Step 5: Test object construction

forgather -t config.yaml construct --target trainer_args
forgather -t config.yaml construct --target model --call

Use forgather -t config.yaml targets to list all available targets.

Common errors

PARSE ERROR in forgather ls

This means preprocessing or YAML parsing failed. Run forgather ls -d for the traceback.

Most common cause: jinja2.exceptions.UndefinedError -- a variable or namespace attribute doesn't exist.

jinja2.exceptions.UndefinedError: 'Namespace' has no attribute 'pipeline_layers'

Fix: check that the variable is defined in a parent template, or provide a default with | default(value).

RecursionError (infinite template loop)

RecursionError: maximum recursion depth exceeded

Cause: A template extends itself. This happens when multiple projects in the search path have configs with the same name. For example, if both llama/configs/4M.yaml and llama_canon/configs/4M.yaml exist in the search path, a child config named 4M.yaml that extends configs/4M.yaml resolves to itself.

Fix: Use a distinct config name (e.g., nope_4M.yaml), or isolate the search paths using separate model sub-projects.

ModuleNotFoundError for modelsrc components

ModuleNotFoundError: No module named 'my_custom_module'

Cause: When extending a model project that has a modelsrc/ directory, the project_dir variable in [model_submodule_searchpath] resolves to the current project, not the base model project. The base model's custom modules are not in the search path.

Fix: Override [model_submodule_searchpath] to include the base model's modelsrc directory:

[model_submodule_searchpath]
    - "{{ joinpath(ns.forgather_dir, 'examples/models/base_model/modelsrc') }}"
    == super()

Block override replaces entire parent block

# This replaces ALL of [model_bits], not just [my_new_component]
[model_bits]
    [my_new_component]
.define: &my_part ...

Cause: Nesting a new block inside a parent block without == super() replaces the entire parent block content.

Fix: Use the extension block pattern. Override the designated empty extension block (e.g., [causal_bits]) with == super() + your additions. See Creating a Model Project: Adding new components.

Wrong main_feature for dataset

Tokenization produces empty results or the model trains on garbage.

Cause: The dataset's text field is not named "text" (the default). Code datasets often use "code", Wikipedia datasets may use "page", etc.
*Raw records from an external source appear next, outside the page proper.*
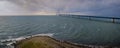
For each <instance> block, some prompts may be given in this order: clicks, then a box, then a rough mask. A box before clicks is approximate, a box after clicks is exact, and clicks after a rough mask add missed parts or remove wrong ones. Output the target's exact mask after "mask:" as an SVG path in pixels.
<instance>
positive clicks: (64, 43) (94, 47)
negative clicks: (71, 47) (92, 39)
mask: <svg viewBox="0 0 120 48" xmlns="http://www.w3.org/2000/svg"><path fill="white" fill-rule="evenodd" d="M53 35H54V33H48V34H37V35H32V36H26V37H19V38H15V39H11V40H10V39H9V40H6V41H12V42H11V43H9V44H7V46H9V47H10V48H18V47H17V46H19V45H20V43H22V42H26V41H28V40H31V39H33V38H41V37H43V38H49V39H50V40H54V41H55V42H58V44H59V45H60V44H68V45H70V46H75V48H120V47H113V46H99V45H87V44H77V43H73V42H69V41H64V40H58V39H55V38H53V37H52V36H53ZM35 40H41V39H34V40H33V41H35ZM60 46H61V45H60ZM73 48H74V47H73Z"/></svg>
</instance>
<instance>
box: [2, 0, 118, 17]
mask: <svg viewBox="0 0 120 48" xmlns="http://www.w3.org/2000/svg"><path fill="white" fill-rule="evenodd" d="M55 13H71V14H80V15H97V16H118V17H119V16H120V0H0V15H13V14H17V15H19V14H23V15H24V14H55Z"/></svg>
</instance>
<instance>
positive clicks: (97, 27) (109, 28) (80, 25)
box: [0, 16, 120, 48]
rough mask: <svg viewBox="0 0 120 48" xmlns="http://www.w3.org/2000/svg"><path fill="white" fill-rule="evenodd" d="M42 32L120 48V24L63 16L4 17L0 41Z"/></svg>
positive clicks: (75, 42) (82, 41) (41, 32)
mask: <svg viewBox="0 0 120 48" xmlns="http://www.w3.org/2000/svg"><path fill="white" fill-rule="evenodd" d="M41 33H54V36H53V37H54V38H56V39H60V40H66V41H71V42H74V43H79V44H93V45H120V24H115V23H108V22H99V21H90V20H84V19H75V18H67V17H60V16H10V17H8V16H7V17H3V16H1V17H0V40H4V39H9V38H18V37H21V36H29V35H35V34H41ZM2 47H3V46H2V45H1V46H0V48H2Z"/></svg>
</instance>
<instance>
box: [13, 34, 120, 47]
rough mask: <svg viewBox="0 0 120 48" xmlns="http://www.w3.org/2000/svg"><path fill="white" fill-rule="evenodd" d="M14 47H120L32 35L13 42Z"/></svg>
mask: <svg viewBox="0 0 120 48" xmlns="http://www.w3.org/2000/svg"><path fill="white" fill-rule="evenodd" d="M13 45H14V48H120V47H112V46H97V45H84V44H75V43H71V42H68V41H62V40H57V39H54V38H52V37H50V36H34V37H30V38H26V39H23V40H20V41H16V43H14V44H13Z"/></svg>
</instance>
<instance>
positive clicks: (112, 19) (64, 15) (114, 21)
mask: <svg viewBox="0 0 120 48" xmlns="http://www.w3.org/2000/svg"><path fill="white" fill-rule="evenodd" d="M59 16H64V17H72V18H78V19H79V18H84V19H89V20H93V19H95V18H96V20H97V19H110V20H109V21H110V22H112V23H120V18H119V17H104V16H87V15H65V14H60V15H59ZM116 20H119V21H116Z"/></svg>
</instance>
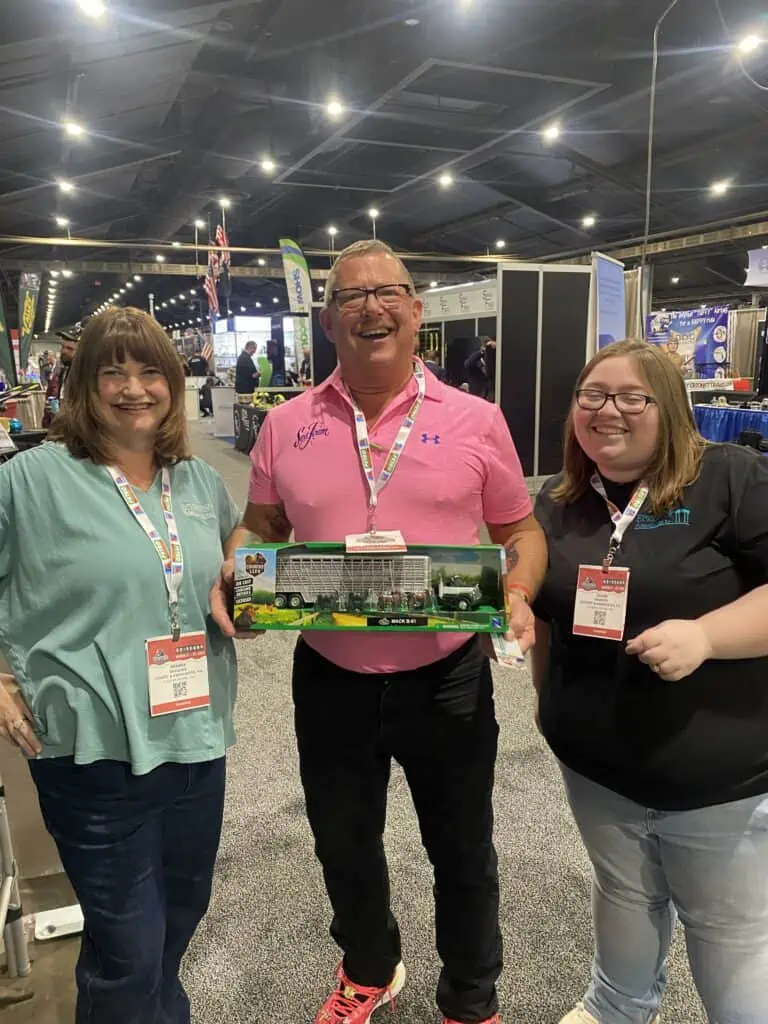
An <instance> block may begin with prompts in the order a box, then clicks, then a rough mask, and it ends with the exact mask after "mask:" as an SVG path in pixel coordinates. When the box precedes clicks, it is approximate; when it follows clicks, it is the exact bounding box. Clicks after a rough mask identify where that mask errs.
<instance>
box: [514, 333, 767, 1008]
mask: <svg viewBox="0 0 768 1024" xmlns="http://www.w3.org/2000/svg"><path fill="white" fill-rule="evenodd" d="M766 507H768V462H767V461H766V459H765V458H764V457H762V456H760V455H759V454H758V453H756V452H754V451H752V450H751V449H746V447H738V446H735V445H730V444H709V443H707V442H706V441H705V440H703V439H702V438H701V437H700V436H699V435H698V433H697V431H696V428H695V425H694V422H693V417H692V415H691V411H690V407H689V404H688V400H687V396H686V392H685V385H684V383H683V380H682V378H681V376H680V372H679V370H678V368H677V367H676V366H675V364H674V362H673V361H672V360H671V359H670V358H669V357H668V355H667V354H666V353H665V352H664V351H663V350H662V349H660V348H658V347H656V346H654V345H648V344H645V343H644V342H636V341H624V342H620V343H617V344H614V345H611V346H608V347H607V348H604V349H602V350H601V351H600V352H599V354H598V355H596V356H595V357H594V358H593V359H592V360H591V361H590V362H589V364H588V365H587V367H586V368H585V369H584V371H583V372H582V374H581V376H580V378H579V381H578V384H577V387H575V393H574V397H573V401H572V404H571V409H570V413H569V415H568V420H567V424H566V430H565V453H564V468H563V471H562V473H560V474H559V475H558V476H557V477H555V478H554V479H553V480H550V481H548V483H547V484H546V485H545V488H544V490H543V492H542V494H541V495H540V497H539V500H538V502H537V508H536V514H537V516H538V518H539V521H540V522H541V524H542V526H543V527H544V530H545V532H546V534H547V538H548V540H549V550H550V557H549V569H548V571H547V575H546V579H545V582H544V586H543V588H542V591H541V594H540V596H539V598H538V600H537V601H536V603H535V611H536V615H537V631H536V633H537V639H536V647H535V650H534V657H532V664H534V680H535V684H536V687H537V689H538V691H539V717H540V722H541V729H542V731H543V733H544V736H545V738H546V739H547V741H548V743H549V744H550V746H551V748H552V750H553V752H554V754H555V755H556V757H557V758H558V759H559V761H560V763H561V767H562V772H563V777H564V780H565V790H566V794H567V797H568V801H569V803H570V807H571V810H572V812H573V816H574V818H575V821H577V824H578V826H579V829H580V831H581V834H582V839H583V841H584V843H585V846H586V848H587V852H588V854H589V856H590V859H591V861H592V865H593V868H594V887H593V909H594V928H595V956H594V966H593V971H592V981H591V984H590V985H589V988H588V990H587V993H586V995H585V996H584V1000H583V1002H582V1004H580V1005H579V1006H578V1007H577V1009H575V1010H573V1011H571V1012H570V1013H568V1014H567V1015H566V1017H565V1018H563V1021H562V1024H648V1022H651V1021H657V1020H658V1017H657V1014H658V1010H659V1006H660V1002H662V997H663V995H664V991H665V986H666V982H667V975H666V968H665V964H666V959H667V954H668V951H669V947H670V942H671V939H672V935H673V932H674V928H675V921H676V916H677V915H679V918H680V920H681V922H682V924H683V927H684V929H685V936H686V945H687V949H688V958H689V962H690V968H691V971H692V974H693V978H694V980H695V983H696V987H697V989H698V992H699V995H700V997H701V1001H702V1002H703V1006H705V1009H706V1011H707V1014H708V1018H709V1020H710V1021H713V1022H715V1021H717V1022H723V1024H725V1022H726V1021H727V1022H733V1024H735V1022H738V1024H765V1022H766V1020H768V1017H767V1016H766V1014H767V1013H768V743H767V742H766V736H768V629H766V622H768V517H766V511H765V510H766Z"/></svg>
Fix: Set ns.main_feature in the dataset config's [config_metadata]:

[config_metadata]
    == super()
    -- set ns.main_feature = "code"

Check the dataset's HuggingFace page or inspect it directly:

from datasets import load_dataset
ds = load_dataset("author/dataset-name")
print(ds)  # Shows features

Custom modelsrc module import errors

ModuleNotFoundError: No module named 'causal_multihead_attn'

Cause: Custom modules in modelsrc/ cannot import from other modelsrc components. HuggingFace's dynamic module loader only resolves imports one level deep from the main model file.
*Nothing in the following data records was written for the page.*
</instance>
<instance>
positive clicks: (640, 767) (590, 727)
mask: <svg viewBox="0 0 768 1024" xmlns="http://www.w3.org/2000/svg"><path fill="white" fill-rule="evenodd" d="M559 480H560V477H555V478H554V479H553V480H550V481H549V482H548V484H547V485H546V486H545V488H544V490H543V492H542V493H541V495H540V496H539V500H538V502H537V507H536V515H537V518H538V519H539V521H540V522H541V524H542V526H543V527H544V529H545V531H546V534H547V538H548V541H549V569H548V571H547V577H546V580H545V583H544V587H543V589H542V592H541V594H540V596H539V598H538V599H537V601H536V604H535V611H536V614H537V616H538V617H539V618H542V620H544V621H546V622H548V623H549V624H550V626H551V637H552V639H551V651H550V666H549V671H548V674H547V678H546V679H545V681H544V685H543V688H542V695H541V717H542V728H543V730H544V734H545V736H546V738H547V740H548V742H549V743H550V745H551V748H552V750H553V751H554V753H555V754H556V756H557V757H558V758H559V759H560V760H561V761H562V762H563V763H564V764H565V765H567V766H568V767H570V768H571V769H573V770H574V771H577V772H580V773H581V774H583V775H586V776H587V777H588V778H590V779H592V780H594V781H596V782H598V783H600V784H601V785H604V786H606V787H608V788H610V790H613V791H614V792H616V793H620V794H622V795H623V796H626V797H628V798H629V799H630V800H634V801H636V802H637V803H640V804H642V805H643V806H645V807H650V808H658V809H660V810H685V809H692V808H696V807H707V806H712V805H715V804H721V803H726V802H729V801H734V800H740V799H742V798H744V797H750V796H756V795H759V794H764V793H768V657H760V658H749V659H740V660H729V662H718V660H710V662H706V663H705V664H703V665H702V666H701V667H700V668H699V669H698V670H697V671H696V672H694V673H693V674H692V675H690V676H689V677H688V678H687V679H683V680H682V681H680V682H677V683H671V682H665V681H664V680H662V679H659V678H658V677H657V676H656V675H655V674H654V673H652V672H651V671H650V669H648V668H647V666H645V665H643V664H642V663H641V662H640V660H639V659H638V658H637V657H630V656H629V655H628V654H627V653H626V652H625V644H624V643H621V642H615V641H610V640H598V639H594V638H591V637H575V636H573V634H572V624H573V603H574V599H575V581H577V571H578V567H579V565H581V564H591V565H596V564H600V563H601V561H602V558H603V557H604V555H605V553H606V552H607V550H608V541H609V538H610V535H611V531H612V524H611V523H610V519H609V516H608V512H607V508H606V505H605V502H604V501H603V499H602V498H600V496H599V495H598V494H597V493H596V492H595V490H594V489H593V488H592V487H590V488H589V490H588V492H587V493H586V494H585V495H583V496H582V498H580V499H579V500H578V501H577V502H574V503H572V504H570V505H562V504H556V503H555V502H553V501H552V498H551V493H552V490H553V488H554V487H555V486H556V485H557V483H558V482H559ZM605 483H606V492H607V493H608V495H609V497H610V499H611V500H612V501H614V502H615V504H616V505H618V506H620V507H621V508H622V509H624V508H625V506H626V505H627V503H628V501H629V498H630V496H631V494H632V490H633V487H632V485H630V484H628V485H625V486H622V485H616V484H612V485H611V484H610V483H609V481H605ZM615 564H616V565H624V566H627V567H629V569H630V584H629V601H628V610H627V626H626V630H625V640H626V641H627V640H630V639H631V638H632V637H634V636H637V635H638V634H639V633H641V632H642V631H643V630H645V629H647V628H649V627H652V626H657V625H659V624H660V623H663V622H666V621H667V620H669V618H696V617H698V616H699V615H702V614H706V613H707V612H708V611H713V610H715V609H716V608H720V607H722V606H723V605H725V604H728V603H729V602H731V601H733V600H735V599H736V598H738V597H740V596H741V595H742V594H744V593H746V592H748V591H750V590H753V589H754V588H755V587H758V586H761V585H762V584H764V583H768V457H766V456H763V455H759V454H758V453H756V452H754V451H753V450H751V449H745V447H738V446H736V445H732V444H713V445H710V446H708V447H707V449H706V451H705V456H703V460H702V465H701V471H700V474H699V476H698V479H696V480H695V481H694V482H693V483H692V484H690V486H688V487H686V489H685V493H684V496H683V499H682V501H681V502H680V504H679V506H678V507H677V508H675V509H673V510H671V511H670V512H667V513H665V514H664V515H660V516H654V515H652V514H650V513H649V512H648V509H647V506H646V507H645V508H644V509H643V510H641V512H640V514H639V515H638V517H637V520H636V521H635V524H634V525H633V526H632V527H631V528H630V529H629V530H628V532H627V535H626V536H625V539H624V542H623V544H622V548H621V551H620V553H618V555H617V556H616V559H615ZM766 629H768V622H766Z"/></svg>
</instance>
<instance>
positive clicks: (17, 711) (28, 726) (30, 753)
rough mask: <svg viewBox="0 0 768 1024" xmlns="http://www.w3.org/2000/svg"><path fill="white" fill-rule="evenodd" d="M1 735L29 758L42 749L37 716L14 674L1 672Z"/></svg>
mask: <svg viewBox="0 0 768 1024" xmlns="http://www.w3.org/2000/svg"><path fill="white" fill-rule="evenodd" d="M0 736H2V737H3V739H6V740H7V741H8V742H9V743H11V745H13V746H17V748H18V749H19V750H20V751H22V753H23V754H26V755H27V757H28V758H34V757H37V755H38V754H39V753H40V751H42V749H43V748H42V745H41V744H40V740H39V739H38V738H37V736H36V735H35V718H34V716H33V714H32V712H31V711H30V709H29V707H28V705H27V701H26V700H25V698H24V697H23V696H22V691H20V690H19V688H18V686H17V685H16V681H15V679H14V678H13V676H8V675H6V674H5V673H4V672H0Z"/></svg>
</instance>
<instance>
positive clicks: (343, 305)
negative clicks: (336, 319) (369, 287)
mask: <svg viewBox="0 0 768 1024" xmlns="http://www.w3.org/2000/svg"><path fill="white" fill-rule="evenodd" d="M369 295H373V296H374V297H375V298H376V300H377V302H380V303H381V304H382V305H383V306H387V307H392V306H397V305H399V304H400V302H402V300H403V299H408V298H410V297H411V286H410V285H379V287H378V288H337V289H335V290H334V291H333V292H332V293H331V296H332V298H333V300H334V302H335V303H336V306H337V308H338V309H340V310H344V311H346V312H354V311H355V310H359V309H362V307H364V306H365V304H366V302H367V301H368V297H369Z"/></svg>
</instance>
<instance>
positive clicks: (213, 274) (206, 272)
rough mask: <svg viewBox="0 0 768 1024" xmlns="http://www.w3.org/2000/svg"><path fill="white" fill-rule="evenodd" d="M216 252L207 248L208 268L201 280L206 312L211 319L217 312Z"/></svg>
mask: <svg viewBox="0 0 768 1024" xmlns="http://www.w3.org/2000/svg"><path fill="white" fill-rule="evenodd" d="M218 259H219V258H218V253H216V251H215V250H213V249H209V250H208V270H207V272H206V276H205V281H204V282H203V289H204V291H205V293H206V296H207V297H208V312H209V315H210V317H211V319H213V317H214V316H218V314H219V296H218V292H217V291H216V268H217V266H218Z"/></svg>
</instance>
Fix: Make custom modules self-contained. Use dependency injection (pass objects through constructor parameters) instead of importing from sibling modules. See Creating a Model Project: Adding custom components.
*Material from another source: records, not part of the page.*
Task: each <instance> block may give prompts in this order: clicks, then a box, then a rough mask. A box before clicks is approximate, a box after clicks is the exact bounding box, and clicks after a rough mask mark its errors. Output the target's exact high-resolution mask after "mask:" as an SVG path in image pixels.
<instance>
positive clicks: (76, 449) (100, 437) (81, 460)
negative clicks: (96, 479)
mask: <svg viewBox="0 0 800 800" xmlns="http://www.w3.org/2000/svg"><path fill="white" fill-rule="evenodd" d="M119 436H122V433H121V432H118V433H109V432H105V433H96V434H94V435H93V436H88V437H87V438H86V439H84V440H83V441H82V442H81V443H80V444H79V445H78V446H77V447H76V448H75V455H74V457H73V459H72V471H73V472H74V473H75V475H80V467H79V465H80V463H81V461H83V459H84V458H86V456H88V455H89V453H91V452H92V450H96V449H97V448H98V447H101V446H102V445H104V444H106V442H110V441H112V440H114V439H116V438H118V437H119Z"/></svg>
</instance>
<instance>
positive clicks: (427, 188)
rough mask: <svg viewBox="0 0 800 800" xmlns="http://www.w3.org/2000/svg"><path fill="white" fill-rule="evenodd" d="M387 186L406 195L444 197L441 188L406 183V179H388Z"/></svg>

Missing reset_parameters() on custom module

ValueError: Module of type 'MyModule' has parameters, but lacks a 'reset_parameters()' method

Fix: Add a reset_parameters() method to your custom nn.Module.

Useful flags

Flag Commands Effect
-d / --debug ls, pp, graph Verbose output, preserved line numbers, stop on first error
-e / --edit pp, trefs, code, construct Open output in VS Code or vim
-r / --refresh-model model Force regeneration from sources (needed after modelsrc changes)
--target TARGET graph, code, construct Examine a specific target instead of the whole config
--format trefs, graph Output format (tree, svg, yaml, python, etc.)

Syntax highlighting

Install the Forgather syntax highlighting plugins for your editor. They make template files significantly easier to read and errors easier to spot.